Настал день, когда единственным, кто разделил ее одиночество в прежде переполненной повозке, стал Леон. Суровых северян отпугивало то, что несмотря на заявленные семнадцать лет, тот не обладал достоинствами, присущими мужчине.

Душными вечерами, когда затхлый воздух двора, со всех сторон окруженного высоким забором, не тревожили порывы свежего ветра, Роксана тоскливо провожала очередной день, не принесший перемен.

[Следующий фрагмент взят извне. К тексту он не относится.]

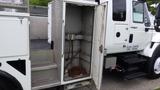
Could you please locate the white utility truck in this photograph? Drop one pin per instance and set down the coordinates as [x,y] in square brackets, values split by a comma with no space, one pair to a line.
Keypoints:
[85,35]
[15,68]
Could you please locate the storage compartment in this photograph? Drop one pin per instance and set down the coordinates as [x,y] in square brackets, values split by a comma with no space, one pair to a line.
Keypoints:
[79,21]
[44,67]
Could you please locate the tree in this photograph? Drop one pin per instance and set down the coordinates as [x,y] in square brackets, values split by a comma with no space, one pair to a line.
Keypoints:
[151,2]
[39,2]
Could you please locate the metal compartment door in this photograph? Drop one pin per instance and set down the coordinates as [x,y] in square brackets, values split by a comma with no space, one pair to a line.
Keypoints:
[98,44]
[13,36]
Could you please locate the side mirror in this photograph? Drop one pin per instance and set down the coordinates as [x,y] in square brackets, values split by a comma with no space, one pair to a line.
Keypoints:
[157,19]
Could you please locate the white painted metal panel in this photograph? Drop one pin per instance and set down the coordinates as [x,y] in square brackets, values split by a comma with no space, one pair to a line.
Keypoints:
[98,44]
[13,36]
[49,22]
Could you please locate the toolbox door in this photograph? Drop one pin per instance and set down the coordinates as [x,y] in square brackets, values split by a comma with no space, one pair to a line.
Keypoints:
[98,44]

Накануне ярмарки Протас привел покупателя. Огромный северянин, утопающий в медвежьей шкуре, ввалился во двор. К терпкому звериному духу примешивался запах перегара. Роксане некуда было от него деться: ее вытолкнули из повозки во двор. Северянин придирчиво ощупал ее с ног до головы. Она терпеливо снесла все: покрытые шерстью руки, липкими змеями ползавшие по ее телу, запах перегара, от которого трудно было дышать. Но порывавшийся заглянуть ей в зубы северянин в последний момент одумался. Она так на него глянула, что даже пьяный он понял: не следует класть ей пальцы в рот — откусит.

— Три золотых за эту — много, — отрезал северянин, напоследок дернув ее за косу так, что девушка едва удержалась на ногах.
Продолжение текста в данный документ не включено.